Para asistir a la misa se congregaron poco más de un centenar de fieles. La mayoría eran gentes del Alcázar, pero tampoco faltaban vecinos del interior del perímetro que desafiaban así la probable censura de los amotinados. Mariana y doña Leonor se acomodaron en un lugar de preeminencia, por detrás de ellas lo hicieron las esposas de los oficiales y las demás mujeres; y, paralelos a todas ellas, se agruparon los hombres de acuerdo a su jerarquía. Así como Gutiérrez y los gemelos, Jovellanos y Twiss prefirieron mantenerse en los aledaños de la gran nave central. Discretamente estarían atentos a cualquier eventualidad yendo de un lado para otro.

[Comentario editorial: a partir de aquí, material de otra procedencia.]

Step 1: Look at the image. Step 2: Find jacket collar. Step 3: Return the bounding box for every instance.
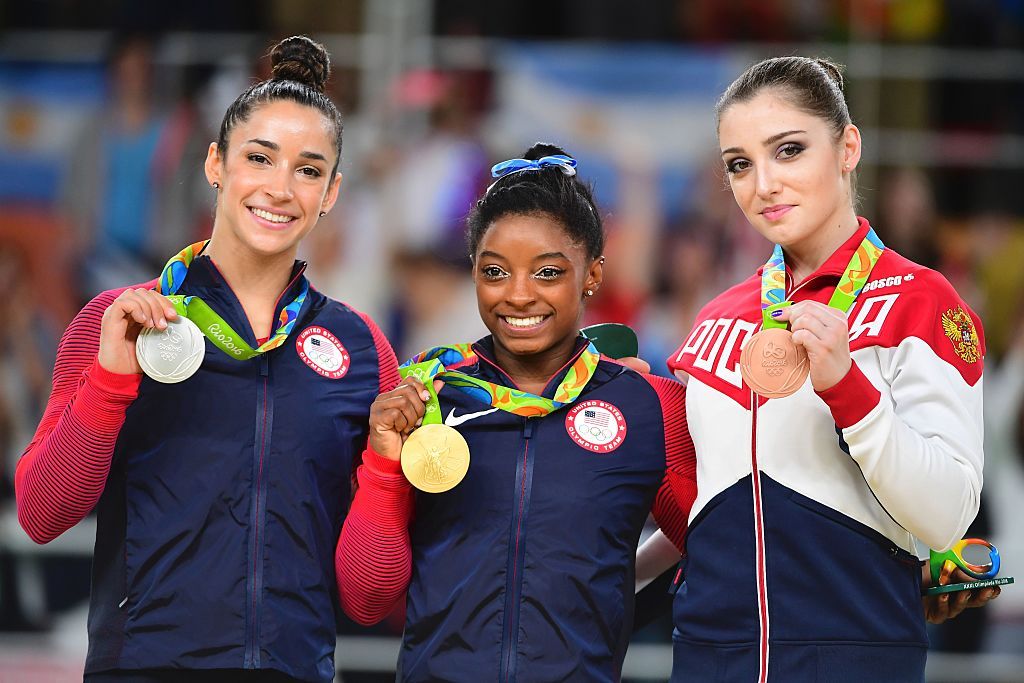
[459,335,589,398]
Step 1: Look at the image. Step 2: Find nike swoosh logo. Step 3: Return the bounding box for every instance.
[444,408,498,427]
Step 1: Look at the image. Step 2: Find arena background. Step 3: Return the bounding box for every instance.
[0,0,1024,683]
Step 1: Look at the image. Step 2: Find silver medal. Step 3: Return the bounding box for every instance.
[135,315,206,384]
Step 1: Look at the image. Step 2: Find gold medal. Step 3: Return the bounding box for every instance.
[401,424,469,494]
[739,328,810,398]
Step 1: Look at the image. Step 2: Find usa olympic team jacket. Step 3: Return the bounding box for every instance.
[669,219,984,682]
[15,256,398,682]
[339,338,694,682]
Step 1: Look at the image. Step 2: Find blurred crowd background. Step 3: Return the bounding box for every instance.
[0,0,1024,682]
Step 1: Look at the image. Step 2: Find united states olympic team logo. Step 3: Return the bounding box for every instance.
[295,325,351,380]
[565,400,626,453]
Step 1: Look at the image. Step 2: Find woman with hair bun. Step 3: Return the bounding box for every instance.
[338,144,695,682]
[15,37,397,683]
[640,56,998,683]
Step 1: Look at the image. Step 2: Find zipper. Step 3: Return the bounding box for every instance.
[243,353,273,669]
[751,389,769,683]
[499,418,534,683]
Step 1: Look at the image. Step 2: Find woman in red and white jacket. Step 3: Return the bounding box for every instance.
[641,56,998,682]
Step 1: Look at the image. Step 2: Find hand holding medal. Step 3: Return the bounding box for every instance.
[739,229,885,398]
[370,359,469,494]
[97,288,188,375]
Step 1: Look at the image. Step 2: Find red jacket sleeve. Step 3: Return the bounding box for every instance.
[14,285,145,543]
[334,313,413,626]
[335,447,413,626]
[644,375,697,552]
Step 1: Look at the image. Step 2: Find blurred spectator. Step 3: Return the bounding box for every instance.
[388,242,487,360]
[878,168,937,270]
[65,35,213,298]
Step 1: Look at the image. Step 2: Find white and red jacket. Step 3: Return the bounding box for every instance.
[669,219,984,681]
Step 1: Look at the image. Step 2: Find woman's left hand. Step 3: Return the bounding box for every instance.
[921,563,1001,624]
[775,301,853,391]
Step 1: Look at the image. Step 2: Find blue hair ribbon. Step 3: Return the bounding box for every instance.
[490,155,577,178]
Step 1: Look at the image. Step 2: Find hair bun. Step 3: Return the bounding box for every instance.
[814,57,844,92]
[270,36,331,92]
[522,142,572,161]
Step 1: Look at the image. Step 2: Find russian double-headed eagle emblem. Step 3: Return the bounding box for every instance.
[942,306,981,362]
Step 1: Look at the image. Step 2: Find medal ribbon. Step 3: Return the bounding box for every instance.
[157,240,309,360]
[761,227,886,330]
[398,342,601,425]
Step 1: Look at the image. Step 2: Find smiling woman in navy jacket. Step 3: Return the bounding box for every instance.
[15,37,398,683]
[338,144,695,681]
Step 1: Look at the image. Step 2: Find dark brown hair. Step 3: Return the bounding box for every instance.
[217,36,342,176]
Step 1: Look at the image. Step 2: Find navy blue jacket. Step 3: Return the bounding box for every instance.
[399,338,692,682]
[78,257,395,682]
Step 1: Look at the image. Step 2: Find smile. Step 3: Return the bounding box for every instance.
[761,204,793,220]
[249,207,295,223]
[501,315,548,330]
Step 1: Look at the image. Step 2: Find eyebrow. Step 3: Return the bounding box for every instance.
[722,130,807,157]
[249,137,327,162]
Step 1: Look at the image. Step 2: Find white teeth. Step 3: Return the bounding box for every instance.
[502,315,544,328]
[249,207,293,223]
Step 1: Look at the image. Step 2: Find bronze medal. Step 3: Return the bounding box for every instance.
[401,424,469,494]
[739,328,810,398]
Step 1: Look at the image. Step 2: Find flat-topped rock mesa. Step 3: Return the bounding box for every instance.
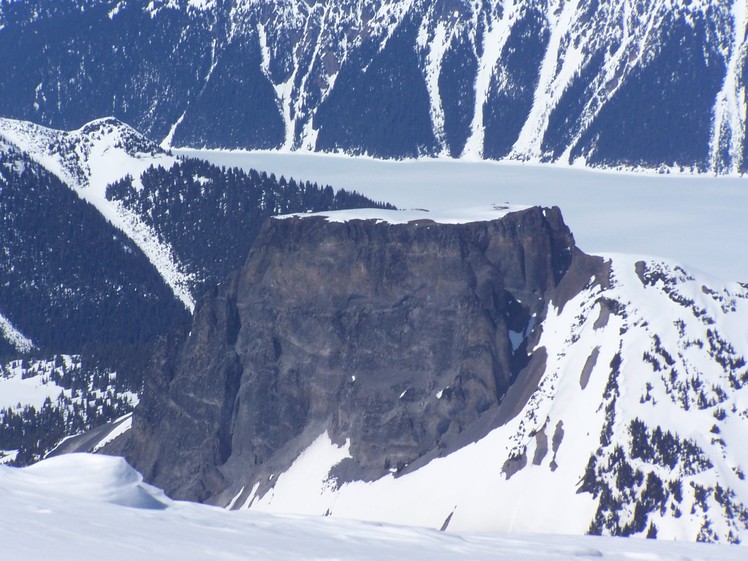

Poco antes de las doce un sordo rumor de pasos acalló por completo el susurrante rezo de las mujeres. Todos se incorporaron mientras que a sus espaldas se oía el canto de los niños del coro. Proveniente de las estancias de la sacristía comenzó a llenar el presbiterio la nutrida comitiva que acompañaba a Su Eminencia.

Primero lo hicieron cuatro diáconos con las palmas de las manos juntas, después seis monaguillos, cada uno con una gran cruz, más tarde una larga fila de canónigos menores con incensarios, a continuación el cardenal portando su báculo alto de plata y pedrería, en medio de más de veinte canónigos prebendados con hábitos de coro para dar misa, y, por último, ocho de sus dignatarios. Cada cual fue ocupando el sitio que le correspondía a ambos lados del altar y del retablo de alerce. El aire se cargó enseguida de humo y aroma del incienso, un humo que parecía adquirir los multicolores matices de los vitrales, que desdibujaba a su vez las luces de la multitud de velas y los brillos del oro, la plata y las gemas, y que se elevaba hacia las cúpulas de intrincados adornos.